There are two main data corruption cases that can occur in the master DB.
- Data
corruption due to the modification of the data stored in disk, not due
to SQL queries. For example, data mutations due to disk malfunctions,
filesystem errors, etc.
- Data corruption due to modifications
of the DB caused by an unwanted or incorrect SQL statements. For
example, a bug in our application might "destroy/corrupt" the contents
of our DB.
Verification: how do I know my system is in this situation?
If
you think that your DB is corrupted you probably have seen something
strange that you understand. If it's caused by disk or filesystem corruption,
you'll probably see error messages in the instance log...(i.e.,
syslogrelated or even mysql-server related). If the corruption is due
to case 2, you'll probably see that there is data missing, or perhaps
application errors complaining about missing relationships, records not
found or failed transactions.
Case B - Data on both master and slave DB is corrupted
It
is possible that the data corruption happens at the database contents level
rather than being due to errors at a lower level (i.e, disk,
filesystem...). This is commonly due to errors or bugs in the
application, which might cause things like inserting incorrect records
into the DB, deleting valuable ones or disconnecting table
relationships. Since these changes are valid from an SQL point of view,
they will be propagated to the slave instances immediately, therefore
both master and slave databases will most likely be corrupted in exactly the same
way.
The way to recover from this situation is to restore the
latest backup taken before such corruption took place. The recovery
mechanism for this case is somehow similar to the situation where there are
no running DB instances with the exception that we have to be more
careful about which backup file to restore from...since restoring from
the latest backup might not be a good solution if the backup was taken
after the corruption already existed.
Required actions: What recipes should I apply to solve the situation?

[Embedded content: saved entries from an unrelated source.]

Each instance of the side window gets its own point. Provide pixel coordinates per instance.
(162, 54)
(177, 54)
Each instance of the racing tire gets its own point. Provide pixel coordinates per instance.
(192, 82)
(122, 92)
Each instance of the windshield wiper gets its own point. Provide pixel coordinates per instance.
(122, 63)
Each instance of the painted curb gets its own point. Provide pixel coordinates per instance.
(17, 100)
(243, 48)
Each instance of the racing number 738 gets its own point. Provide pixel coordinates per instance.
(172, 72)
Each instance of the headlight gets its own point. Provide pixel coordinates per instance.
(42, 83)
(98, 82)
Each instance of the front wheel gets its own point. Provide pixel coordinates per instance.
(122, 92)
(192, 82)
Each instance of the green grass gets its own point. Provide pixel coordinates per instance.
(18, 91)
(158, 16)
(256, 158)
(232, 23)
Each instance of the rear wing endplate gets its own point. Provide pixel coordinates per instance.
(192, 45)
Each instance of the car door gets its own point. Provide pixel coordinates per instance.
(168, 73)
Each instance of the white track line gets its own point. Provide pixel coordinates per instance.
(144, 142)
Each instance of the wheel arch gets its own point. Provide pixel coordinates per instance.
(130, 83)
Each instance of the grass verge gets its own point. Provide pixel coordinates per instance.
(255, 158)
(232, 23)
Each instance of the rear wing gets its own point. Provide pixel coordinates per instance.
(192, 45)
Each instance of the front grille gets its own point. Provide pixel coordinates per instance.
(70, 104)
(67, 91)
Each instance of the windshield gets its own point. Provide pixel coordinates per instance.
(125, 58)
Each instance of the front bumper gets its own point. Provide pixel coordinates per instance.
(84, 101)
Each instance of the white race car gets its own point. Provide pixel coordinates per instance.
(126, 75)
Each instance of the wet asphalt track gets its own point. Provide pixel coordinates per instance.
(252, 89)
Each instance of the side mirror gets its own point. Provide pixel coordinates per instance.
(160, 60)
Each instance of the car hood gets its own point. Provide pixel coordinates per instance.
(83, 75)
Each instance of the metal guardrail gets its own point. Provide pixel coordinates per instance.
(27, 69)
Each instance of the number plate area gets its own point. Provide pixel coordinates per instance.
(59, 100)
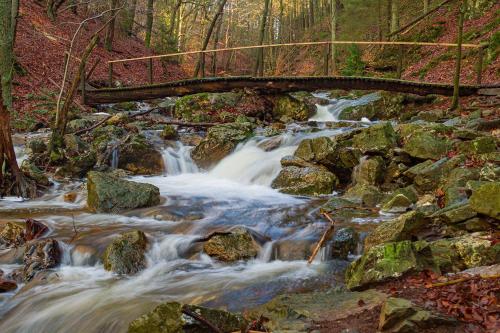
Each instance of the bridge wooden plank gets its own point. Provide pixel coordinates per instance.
(269, 85)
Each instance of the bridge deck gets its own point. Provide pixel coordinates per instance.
(270, 85)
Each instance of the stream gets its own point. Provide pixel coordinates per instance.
(80, 296)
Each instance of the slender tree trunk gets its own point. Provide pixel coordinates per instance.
(110, 33)
(333, 10)
(201, 61)
(456, 81)
(149, 23)
(259, 64)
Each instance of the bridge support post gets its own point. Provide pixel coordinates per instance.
(111, 75)
(400, 62)
(480, 59)
(150, 70)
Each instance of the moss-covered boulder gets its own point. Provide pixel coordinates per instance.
(235, 245)
(169, 318)
(126, 254)
(405, 227)
(379, 138)
(425, 144)
(33, 172)
(309, 180)
(486, 199)
(220, 141)
(387, 261)
(288, 108)
(39, 256)
(169, 132)
(109, 194)
(399, 315)
(370, 171)
(140, 157)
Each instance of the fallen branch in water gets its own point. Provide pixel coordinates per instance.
(85, 130)
(199, 318)
(326, 235)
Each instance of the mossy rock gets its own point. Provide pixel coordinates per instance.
(140, 157)
(379, 138)
(108, 194)
(126, 254)
(486, 199)
(220, 141)
(405, 227)
(313, 180)
(233, 246)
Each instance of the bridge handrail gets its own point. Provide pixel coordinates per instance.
(400, 43)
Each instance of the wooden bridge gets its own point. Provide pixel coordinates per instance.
(279, 84)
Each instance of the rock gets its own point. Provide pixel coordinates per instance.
(404, 227)
(468, 251)
(367, 195)
(169, 318)
(424, 144)
(126, 254)
(379, 138)
(370, 171)
(108, 194)
(482, 145)
(33, 172)
(344, 242)
(311, 180)
(37, 146)
(486, 200)
(233, 246)
(12, 235)
(455, 213)
(288, 108)
(7, 285)
(400, 315)
(138, 156)
(221, 140)
(39, 256)
(387, 261)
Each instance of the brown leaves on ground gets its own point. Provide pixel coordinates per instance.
(470, 299)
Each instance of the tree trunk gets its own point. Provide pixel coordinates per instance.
(259, 63)
(201, 61)
(149, 23)
(110, 33)
(456, 81)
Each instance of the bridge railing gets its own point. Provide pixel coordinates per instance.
(246, 65)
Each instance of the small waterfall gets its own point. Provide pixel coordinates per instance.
(178, 160)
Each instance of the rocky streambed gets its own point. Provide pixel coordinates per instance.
(146, 226)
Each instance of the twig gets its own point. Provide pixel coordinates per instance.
(85, 130)
(326, 235)
(199, 318)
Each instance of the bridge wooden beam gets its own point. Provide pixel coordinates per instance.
(269, 85)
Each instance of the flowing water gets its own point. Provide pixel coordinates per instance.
(80, 296)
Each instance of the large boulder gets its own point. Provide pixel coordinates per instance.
(486, 199)
(288, 108)
(399, 315)
(370, 171)
(171, 318)
(39, 256)
(404, 227)
(424, 144)
(309, 180)
(220, 141)
(379, 138)
(109, 194)
(126, 254)
(235, 245)
(387, 261)
(138, 156)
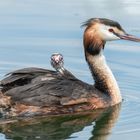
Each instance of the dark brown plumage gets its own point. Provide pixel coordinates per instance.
(38, 91)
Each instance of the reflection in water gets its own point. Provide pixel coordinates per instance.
(62, 127)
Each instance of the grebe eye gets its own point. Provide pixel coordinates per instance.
(110, 30)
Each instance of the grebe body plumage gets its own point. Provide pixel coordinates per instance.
(41, 91)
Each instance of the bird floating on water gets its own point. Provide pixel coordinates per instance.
(36, 91)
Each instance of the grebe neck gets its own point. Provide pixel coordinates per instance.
(104, 79)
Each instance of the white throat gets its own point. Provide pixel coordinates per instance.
(104, 79)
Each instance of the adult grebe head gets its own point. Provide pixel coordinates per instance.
(100, 30)
(57, 61)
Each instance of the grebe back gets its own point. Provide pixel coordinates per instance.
(61, 94)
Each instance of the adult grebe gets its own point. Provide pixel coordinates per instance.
(59, 94)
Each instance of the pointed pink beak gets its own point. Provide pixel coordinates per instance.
(129, 37)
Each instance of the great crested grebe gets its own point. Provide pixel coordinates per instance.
(55, 93)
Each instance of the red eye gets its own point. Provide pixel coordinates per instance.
(110, 30)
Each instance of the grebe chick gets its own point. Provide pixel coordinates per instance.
(60, 94)
(57, 62)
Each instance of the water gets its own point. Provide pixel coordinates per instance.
(31, 30)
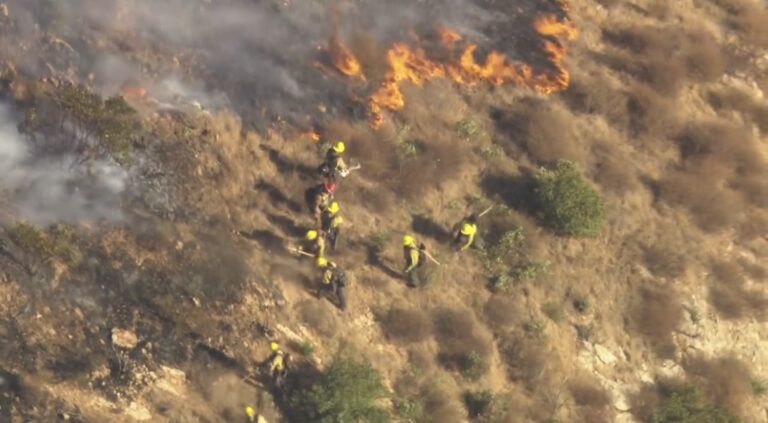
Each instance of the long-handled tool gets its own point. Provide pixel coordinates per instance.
(297, 251)
(429, 256)
(486, 211)
(345, 172)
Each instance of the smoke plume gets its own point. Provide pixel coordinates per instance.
(56, 189)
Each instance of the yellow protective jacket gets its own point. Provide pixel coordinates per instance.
(412, 256)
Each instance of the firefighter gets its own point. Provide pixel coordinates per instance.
(319, 197)
(330, 223)
(414, 255)
(464, 233)
(334, 280)
(334, 162)
(313, 243)
(276, 362)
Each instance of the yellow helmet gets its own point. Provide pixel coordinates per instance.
(468, 229)
(339, 147)
(250, 412)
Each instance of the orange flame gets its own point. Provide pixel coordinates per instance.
(413, 65)
(343, 59)
(311, 135)
(447, 36)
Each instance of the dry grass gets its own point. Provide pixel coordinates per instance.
(594, 94)
(664, 261)
(730, 296)
(504, 311)
(320, 316)
(721, 165)
(551, 134)
(441, 404)
(406, 324)
(593, 402)
(651, 113)
(656, 314)
(727, 381)
(458, 335)
(613, 172)
(529, 361)
(748, 18)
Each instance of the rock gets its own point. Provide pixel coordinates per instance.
(124, 338)
(604, 354)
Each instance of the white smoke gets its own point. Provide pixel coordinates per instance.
(56, 189)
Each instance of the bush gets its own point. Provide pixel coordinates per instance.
(473, 366)
(730, 296)
(656, 314)
(346, 393)
(684, 403)
(478, 403)
(409, 325)
(408, 409)
(726, 381)
(568, 203)
(57, 242)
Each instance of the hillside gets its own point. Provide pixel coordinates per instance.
(156, 158)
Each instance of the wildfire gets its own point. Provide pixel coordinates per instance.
(412, 65)
(343, 59)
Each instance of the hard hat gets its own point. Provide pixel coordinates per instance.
(250, 412)
(468, 229)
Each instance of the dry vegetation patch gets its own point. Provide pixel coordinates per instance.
(731, 297)
(464, 344)
(727, 381)
(656, 314)
(407, 324)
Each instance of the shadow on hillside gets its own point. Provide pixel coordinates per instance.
(276, 196)
(424, 225)
(517, 191)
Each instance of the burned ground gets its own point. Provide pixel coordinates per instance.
(208, 120)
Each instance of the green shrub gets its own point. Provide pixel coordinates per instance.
(346, 393)
(686, 404)
(478, 403)
(473, 366)
(567, 202)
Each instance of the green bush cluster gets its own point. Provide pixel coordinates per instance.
(568, 203)
(347, 392)
(57, 242)
(686, 404)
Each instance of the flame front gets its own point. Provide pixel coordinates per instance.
(406, 64)
(343, 59)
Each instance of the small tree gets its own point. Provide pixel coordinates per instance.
(686, 404)
(346, 393)
(569, 203)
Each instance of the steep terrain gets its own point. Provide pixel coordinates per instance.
(156, 158)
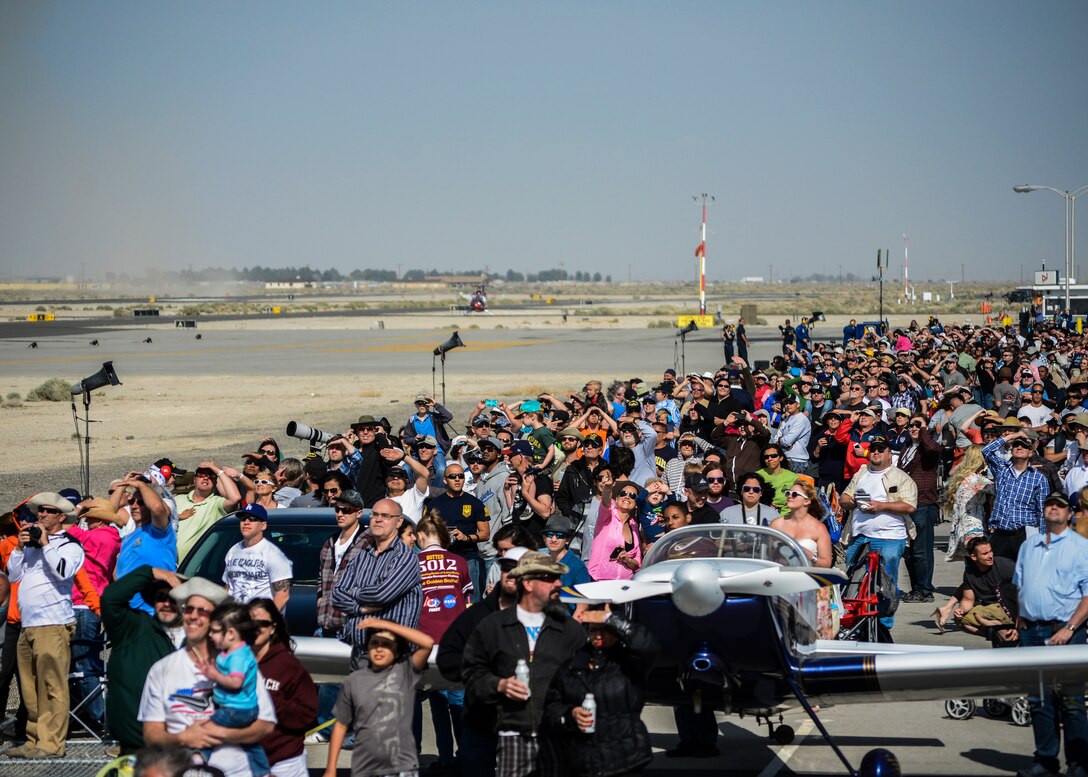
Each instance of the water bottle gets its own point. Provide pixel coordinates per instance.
(590, 704)
(521, 674)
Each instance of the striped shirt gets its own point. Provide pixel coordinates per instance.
(1018, 496)
(388, 583)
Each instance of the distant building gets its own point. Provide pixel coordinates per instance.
(289, 284)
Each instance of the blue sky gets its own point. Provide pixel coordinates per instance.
(538, 135)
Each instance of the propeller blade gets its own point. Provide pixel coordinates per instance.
(615, 591)
(773, 581)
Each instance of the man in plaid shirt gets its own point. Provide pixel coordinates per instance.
(335, 555)
(1020, 491)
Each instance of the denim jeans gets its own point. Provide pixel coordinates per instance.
(919, 553)
(87, 660)
(446, 711)
(891, 553)
(231, 717)
(697, 728)
(1060, 711)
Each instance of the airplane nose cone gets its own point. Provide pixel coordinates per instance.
(695, 589)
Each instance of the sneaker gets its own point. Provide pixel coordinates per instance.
(39, 754)
(683, 750)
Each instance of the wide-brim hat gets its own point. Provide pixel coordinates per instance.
(51, 498)
(199, 587)
(100, 509)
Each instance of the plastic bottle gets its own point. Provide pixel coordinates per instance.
(590, 704)
(521, 674)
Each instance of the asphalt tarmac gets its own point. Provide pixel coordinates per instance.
(925, 740)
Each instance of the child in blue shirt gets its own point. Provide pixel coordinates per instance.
(234, 674)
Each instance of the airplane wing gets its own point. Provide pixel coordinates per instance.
(699, 586)
(915, 673)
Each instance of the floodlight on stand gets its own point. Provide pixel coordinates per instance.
(682, 334)
(454, 342)
(106, 377)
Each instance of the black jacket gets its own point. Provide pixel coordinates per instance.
(617, 679)
(481, 717)
(575, 489)
(492, 653)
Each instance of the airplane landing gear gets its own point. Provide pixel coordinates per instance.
(879, 763)
(781, 734)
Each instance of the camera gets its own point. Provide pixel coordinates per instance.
(314, 436)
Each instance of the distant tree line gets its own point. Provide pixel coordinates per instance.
(270, 274)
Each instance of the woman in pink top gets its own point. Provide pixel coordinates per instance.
(101, 543)
(616, 553)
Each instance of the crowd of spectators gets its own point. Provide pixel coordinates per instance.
(882, 434)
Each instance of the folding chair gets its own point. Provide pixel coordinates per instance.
(79, 713)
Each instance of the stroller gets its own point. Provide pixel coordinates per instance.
(868, 596)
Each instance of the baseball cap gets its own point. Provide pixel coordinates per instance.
(534, 564)
(696, 482)
(521, 446)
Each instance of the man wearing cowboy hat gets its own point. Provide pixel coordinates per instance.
(176, 702)
(45, 564)
(101, 543)
(538, 631)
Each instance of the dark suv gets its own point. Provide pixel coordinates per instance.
(299, 533)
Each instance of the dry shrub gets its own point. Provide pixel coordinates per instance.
(53, 390)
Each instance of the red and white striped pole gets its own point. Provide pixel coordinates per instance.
(701, 255)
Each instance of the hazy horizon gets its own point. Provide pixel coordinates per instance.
(155, 135)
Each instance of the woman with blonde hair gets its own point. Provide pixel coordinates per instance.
(967, 498)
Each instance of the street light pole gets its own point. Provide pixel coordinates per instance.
(1071, 226)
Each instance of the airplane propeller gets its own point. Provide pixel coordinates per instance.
(697, 587)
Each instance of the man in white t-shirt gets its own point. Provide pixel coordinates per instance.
(201, 507)
(176, 703)
(256, 568)
(882, 498)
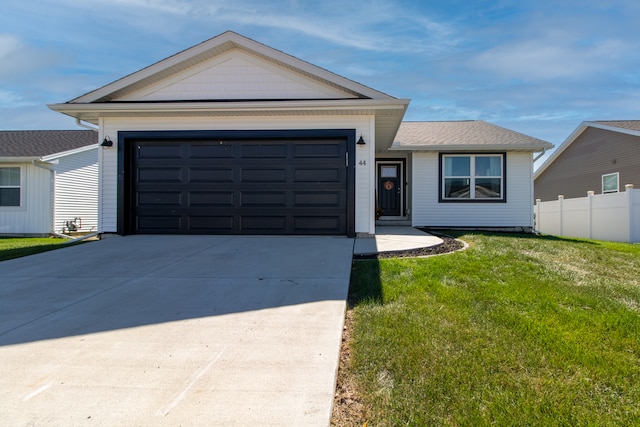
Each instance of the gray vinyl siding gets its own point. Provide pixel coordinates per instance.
(428, 211)
(580, 167)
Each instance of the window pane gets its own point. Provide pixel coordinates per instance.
(610, 183)
(488, 188)
(457, 188)
(9, 176)
(457, 166)
(388, 171)
(488, 166)
(9, 197)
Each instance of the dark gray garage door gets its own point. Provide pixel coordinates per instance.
(239, 186)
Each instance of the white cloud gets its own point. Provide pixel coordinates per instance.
(551, 56)
(8, 44)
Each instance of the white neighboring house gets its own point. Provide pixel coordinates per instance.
(48, 182)
(235, 137)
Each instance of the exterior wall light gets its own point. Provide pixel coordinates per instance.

Overall Strategy: Existing database instances should be discarded and a new master-slave cluster should
be started. Basically we're disabling the current MySQL instances and starting from scratch.
- Disable automatic backups from existing databases. See Disable or enable continuous backups.
- Disable
existing databases to prevent additional application errors. Use an SSH console and
login to the instance(s) and execute the "service mysqld stop" action from the command
prompt.
- Launch a new master DB using the Bootstrap MySQL server template. See Launch a new master DB.
- Check out the restored database, and iterate (restoring older backups) until backup is not corrupted. See Restore a previous DB backup.
- If necessary, re-point or restart your application to use the new master (same dns name but different IP).
- Launch a brand new slave DB using the Additional MySQL server template. See Launch a new slave DB.
- Once the instance is operational, initialize the slave DB from master DB.
- Analyze old master/slave databases to determine the root cause of failure and then terminate the instance(s).
NOTE:
To locate the latest non-corrupted backup file, you must choose from
the available binary backup files in your S3 directory. The bucket and path
for these are specified by the BACKUPFILE_PREFIX and BACKUP_S3_BUCKET
input variables in our MySQL templates (viewable by locating either
master or slave MySQL templates, and then clicking on the 'show' link
next to input variables). It's important to know when the corruption occurred in order to ensure that you are restoring the most recent non-corrupted backup.